I was having one of those days at work when people were pulling me from all sides. I wanted to put a sign up that said “I will be emotionally and physically unavailable between the hours of 9 A.M.-5 P.M., Mon-Fri”

And then on top of that I started freaking out over the diminishing balance of my bank account and the increasing rate of my spending. Yeah, I’m gonna have to stock up on rice and beans and ramen. I’m 28 but I eat like a college freshman.

So when you are having one of those days when you hate your life because you are overworked and poor, the last thing you want to do is sit in a dark theater.

My friends and I had tickets to see this scary puppet show in the East Village but my brain was too numb to handle anything artistic or requires cognitive processing on my part. And I had a feeling that if I were placed in a dark and quiet theater I would slowly start bawling to myself and make it very awkward for people in my vicinity.

I met up with Vidya for drinks beforehand at Klimat, this cute little bar in the East Village that specializes in Czech and other Eastern European brews. When we saw eachother we were both like Ummm, yeah….don’t think I’m gonna make it to the puppet show. God, I love it when you and your friends are on the same wave length. And I love when that wave length is composed of beer.

We chatted about that lame GQ article that lists the most pussywhipped men on the planet and one of the guys on the list was Seal. Ummm, I don’t know if the average GQ reader has EYES, but if I were married to Heidi Klum I would be fucking whipped too.

Eventually our friend Elissa showed up and we told her that we wouldn’t make it to the puppet show. So we knocked back a couple of more beers and headed to Caracas Arepa bar.

So we went to the take out part of the restaurant and for some reason I associate take out with fast food and when my food didn’t promptly arrive I was starting to get vewwwwy antsy. I kept asking the cashier, “Is it ready yet?” “Is that mine?” The guy was not very sympathetic to my expanding hunger. I was about to climb over the counter and bust some skulls.
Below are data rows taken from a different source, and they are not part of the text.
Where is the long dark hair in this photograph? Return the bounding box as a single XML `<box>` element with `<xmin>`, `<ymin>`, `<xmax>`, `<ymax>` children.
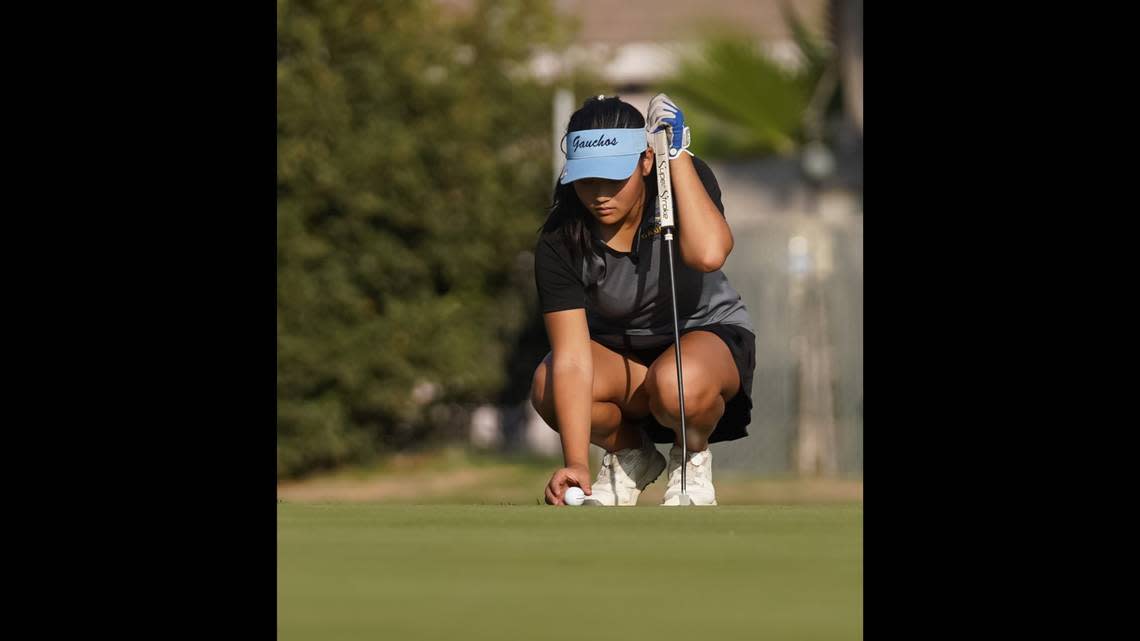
<box><xmin>540</xmin><ymin>96</ymin><xmax>657</xmax><ymax>260</ymax></box>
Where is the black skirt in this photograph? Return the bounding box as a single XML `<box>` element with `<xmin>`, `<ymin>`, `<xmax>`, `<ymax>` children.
<box><xmin>591</xmin><ymin>324</ymin><xmax>756</xmax><ymax>443</ymax></box>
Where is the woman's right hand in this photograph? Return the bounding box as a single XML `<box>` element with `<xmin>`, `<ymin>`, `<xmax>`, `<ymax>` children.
<box><xmin>546</xmin><ymin>465</ymin><xmax>591</xmax><ymax>505</ymax></box>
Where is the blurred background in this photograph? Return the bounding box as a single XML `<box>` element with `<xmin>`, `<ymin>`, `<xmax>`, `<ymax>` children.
<box><xmin>277</xmin><ymin>0</ymin><xmax>863</xmax><ymax>503</ymax></box>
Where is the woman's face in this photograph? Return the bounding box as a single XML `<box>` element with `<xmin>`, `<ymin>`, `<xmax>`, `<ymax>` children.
<box><xmin>573</xmin><ymin>152</ymin><xmax>653</xmax><ymax>225</ymax></box>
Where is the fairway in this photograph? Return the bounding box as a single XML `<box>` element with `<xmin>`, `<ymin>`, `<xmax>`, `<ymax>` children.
<box><xmin>277</xmin><ymin>503</ymin><xmax>863</xmax><ymax>641</ymax></box>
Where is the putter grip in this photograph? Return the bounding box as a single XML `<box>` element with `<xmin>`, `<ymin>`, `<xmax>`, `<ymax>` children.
<box><xmin>650</xmin><ymin>129</ymin><xmax>674</xmax><ymax>228</ymax></box>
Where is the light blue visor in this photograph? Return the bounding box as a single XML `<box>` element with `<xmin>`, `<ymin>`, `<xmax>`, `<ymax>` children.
<box><xmin>560</xmin><ymin>127</ymin><xmax>649</xmax><ymax>185</ymax></box>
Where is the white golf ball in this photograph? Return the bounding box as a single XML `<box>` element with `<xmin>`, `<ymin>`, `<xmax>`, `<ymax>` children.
<box><xmin>562</xmin><ymin>487</ymin><xmax>586</xmax><ymax>505</ymax></box>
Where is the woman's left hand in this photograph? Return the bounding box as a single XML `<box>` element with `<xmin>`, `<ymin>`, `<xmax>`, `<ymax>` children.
<box><xmin>645</xmin><ymin>94</ymin><xmax>690</xmax><ymax>160</ymax></box>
Our order finally arrived and I ate my arepas so quickly that I burned the roof of my mouth…teehee.

After Caracas we parted ways but I made my way over to Something Sweet Bakery on First ave and ordered the chocolate covered bananas.

Dear lord, have you had these bananas??? They are like a little piece of heaven wrapped in chocolate. And the best part is walking down the street with a chocolate phallus in your mouth.

By the time I got home I was feeling quite satisfied. The woes of the day just withered away.

But then I woke up this morning.

Anotha day, anotha dolla. Or in my case, it’s more like anotha day, anotha bill…to pay.